Method: From our prospective iMRI data-base 10 primary GBM patients with combined 5-ALA/iMRI-guided resections were identified between 01/2011 and 05/2012. Ten cases of sole iMRI-guided resections were matched according to tumor location and size (in cm3). Complete resection of contrast enhancement (CE) was aspired in all 20 cases; the surgeon’s evaluation of resection progress was obtained before the first iMRI scan.

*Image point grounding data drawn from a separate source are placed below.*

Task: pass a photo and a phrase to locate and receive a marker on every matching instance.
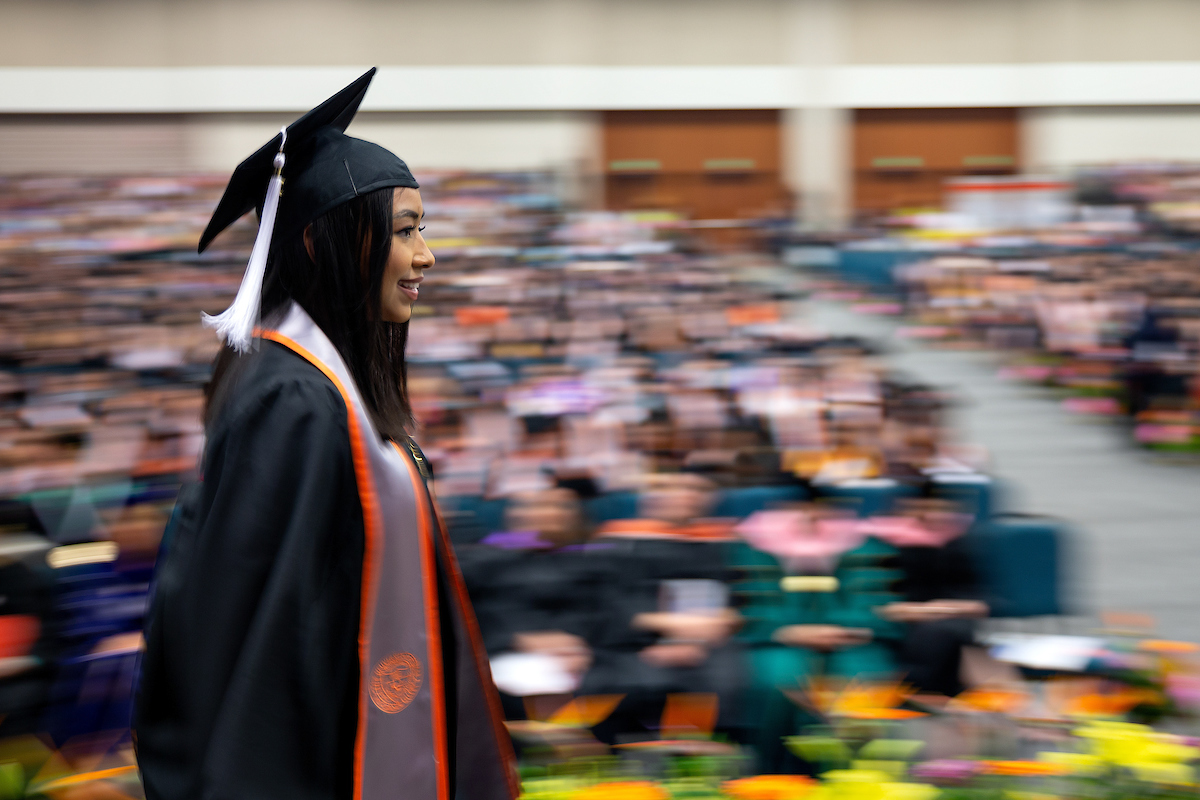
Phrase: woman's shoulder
(281, 383)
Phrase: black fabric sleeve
(250, 680)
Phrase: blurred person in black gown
(310, 636)
(667, 625)
(940, 589)
(538, 594)
(29, 639)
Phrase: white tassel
(235, 325)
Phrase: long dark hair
(339, 286)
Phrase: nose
(424, 257)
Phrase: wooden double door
(705, 164)
(904, 156)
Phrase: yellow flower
(623, 791)
(769, 787)
(871, 785)
(1128, 744)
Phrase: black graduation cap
(307, 169)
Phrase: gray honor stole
(411, 585)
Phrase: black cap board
(324, 168)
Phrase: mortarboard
(321, 168)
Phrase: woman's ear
(307, 242)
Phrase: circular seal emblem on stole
(395, 681)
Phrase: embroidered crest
(395, 681)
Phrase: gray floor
(1134, 516)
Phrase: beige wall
(1062, 139)
(202, 32)
(151, 143)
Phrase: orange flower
(623, 791)
(1024, 768)
(861, 701)
(1113, 703)
(996, 701)
(769, 787)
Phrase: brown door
(903, 156)
(702, 164)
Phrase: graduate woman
(309, 635)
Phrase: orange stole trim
(504, 744)
(432, 625)
(371, 530)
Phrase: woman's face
(408, 260)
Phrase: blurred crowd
(1119, 330)
(660, 480)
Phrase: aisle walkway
(1135, 516)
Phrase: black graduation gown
(250, 679)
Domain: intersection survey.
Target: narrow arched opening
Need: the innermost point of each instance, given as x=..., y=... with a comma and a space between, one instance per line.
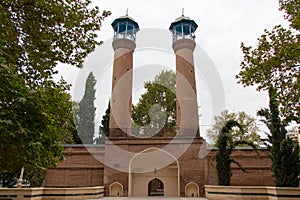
x=116, y=190
x=192, y=190
x=155, y=187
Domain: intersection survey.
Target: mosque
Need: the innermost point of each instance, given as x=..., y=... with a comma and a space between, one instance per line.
x=154, y=166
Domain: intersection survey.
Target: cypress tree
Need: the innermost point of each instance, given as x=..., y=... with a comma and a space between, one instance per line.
x=284, y=155
x=85, y=116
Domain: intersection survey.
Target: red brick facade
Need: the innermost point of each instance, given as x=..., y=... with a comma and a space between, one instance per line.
x=82, y=168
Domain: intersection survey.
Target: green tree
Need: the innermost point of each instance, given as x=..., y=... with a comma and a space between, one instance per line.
x=292, y=11
x=285, y=157
x=274, y=66
x=104, y=127
x=275, y=62
x=246, y=121
x=35, y=111
x=226, y=146
x=155, y=112
x=105, y=121
x=85, y=116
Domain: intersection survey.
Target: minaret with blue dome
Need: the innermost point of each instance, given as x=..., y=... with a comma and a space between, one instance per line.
x=183, y=31
x=125, y=29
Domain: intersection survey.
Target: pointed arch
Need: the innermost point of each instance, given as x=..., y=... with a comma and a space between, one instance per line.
x=153, y=163
x=116, y=189
x=192, y=190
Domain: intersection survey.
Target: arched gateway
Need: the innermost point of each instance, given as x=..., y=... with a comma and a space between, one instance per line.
x=154, y=172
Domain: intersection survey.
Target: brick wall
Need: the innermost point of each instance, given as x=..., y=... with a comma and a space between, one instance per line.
x=82, y=168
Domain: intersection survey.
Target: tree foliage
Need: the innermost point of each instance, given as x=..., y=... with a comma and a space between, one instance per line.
x=292, y=11
x=36, y=112
x=156, y=109
x=284, y=155
x=104, y=127
x=275, y=62
x=85, y=115
x=226, y=146
x=246, y=121
x=105, y=121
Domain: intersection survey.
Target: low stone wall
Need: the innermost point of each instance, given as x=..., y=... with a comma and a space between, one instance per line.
x=213, y=192
x=51, y=193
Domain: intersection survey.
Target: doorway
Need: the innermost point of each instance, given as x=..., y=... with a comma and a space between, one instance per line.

Results: Average tumor volume was 24,17 cm3 ± 19,65 cm3 in the 5-ALA/iMRI and 22,73 cm3 ± 11,50 cm3 in the iMRI group. After a first iMRI scan, fewer continued resections and smaller intraoperative tumor remnants were seen in combined 5-ALA/iMRI resections (5 vs. 7 continued resections, 0,75 cm3 ± 1,36 cm3 vs. 1,07 cm3 ± 1,08 cm3 residual tumor for 5-ALA/iMRI vs. iMRI alone, respectively). Complete resection of CE was achieved in 18/20 cases, with small tumor remnants diagnosed in one patient of each group on postoperative MRI (0,5 cm3 for 5-ALA/iMRI vs. 0,14 cm3 for iMRI alone). Evaluating the resection progress, surgeons did not expect continued post-iMRI resections in 7/10 cases in both groups. This estimation is discrepant to the high frequency of continued resections observed (50% for 5-ALA/iMRI and 70% for iMRI alone). One patient in each group showed new permanent neurologic deficits. Tendency for transient deficits was higher in the 5-ALA/iMRI group (3 vs. 1 transient deficit, respectively).

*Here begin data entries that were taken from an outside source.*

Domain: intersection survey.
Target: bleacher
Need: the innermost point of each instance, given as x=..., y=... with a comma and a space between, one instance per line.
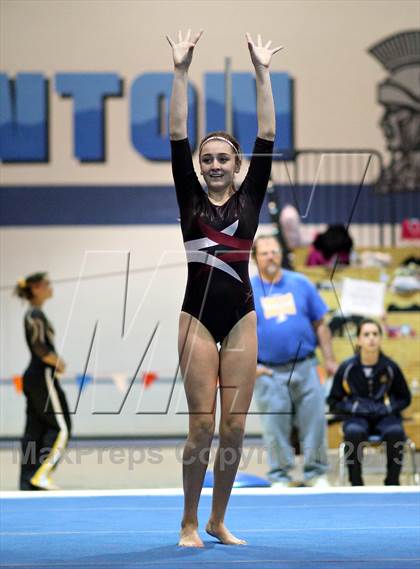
x=404, y=350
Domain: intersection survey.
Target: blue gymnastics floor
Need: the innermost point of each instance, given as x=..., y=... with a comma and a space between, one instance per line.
x=302, y=528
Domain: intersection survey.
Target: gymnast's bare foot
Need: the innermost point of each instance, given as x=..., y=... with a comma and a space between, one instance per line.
x=221, y=532
x=189, y=537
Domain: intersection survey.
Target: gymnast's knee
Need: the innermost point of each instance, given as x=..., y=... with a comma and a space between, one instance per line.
x=201, y=430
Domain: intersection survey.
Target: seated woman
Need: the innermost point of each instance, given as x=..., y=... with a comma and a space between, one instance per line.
x=369, y=391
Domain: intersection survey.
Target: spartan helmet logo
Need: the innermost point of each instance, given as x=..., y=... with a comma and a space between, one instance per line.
x=400, y=96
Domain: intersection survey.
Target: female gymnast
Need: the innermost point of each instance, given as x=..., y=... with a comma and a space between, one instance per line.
x=218, y=228
x=48, y=423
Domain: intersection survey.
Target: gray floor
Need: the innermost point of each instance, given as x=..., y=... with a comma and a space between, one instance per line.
x=155, y=464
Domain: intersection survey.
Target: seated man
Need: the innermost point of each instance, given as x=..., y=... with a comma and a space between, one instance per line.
x=369, y=391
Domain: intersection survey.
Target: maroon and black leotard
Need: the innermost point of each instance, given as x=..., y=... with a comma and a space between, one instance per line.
x=218, y=239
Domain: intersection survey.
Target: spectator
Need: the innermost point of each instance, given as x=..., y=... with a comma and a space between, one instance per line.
x=288, y=389
x=370, y=391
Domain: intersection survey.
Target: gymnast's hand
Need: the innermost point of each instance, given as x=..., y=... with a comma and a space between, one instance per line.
x=183, y=50
x=261, y=55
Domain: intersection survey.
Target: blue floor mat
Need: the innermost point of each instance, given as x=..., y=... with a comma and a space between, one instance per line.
x=305, y=531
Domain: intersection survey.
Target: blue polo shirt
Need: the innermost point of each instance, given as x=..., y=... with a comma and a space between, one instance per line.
x=285, y=312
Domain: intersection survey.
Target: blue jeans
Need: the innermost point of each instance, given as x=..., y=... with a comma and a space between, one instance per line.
x=293, y=397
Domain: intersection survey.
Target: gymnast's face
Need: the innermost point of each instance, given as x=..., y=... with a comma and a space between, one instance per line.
x=369, y=339
x=219, y=163
x=41, y=291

Conclusions: Combined 5-ALA/iMRI guidance leads to fewer post iMRI resections and reduced tumor volumes on intraoperative scans, but additional fluorescence feedback did not influence the surgeons’ intraoperative impression: uncertainty about tumor remnants persisted. After resection of 5-ALA hotspots, superior resolution in iMRI enabled to unveil residual contrast enhancing tumor also within areas of sluggish fluorescence. 5-ALA/iMRI combination did not result in an increased rate of complete tumor resections compared to the use of iMRI alone. Future prospective studies have to confirm these preliminary results and identify useful indications for a combined use of both imaging modalities on a larger scale.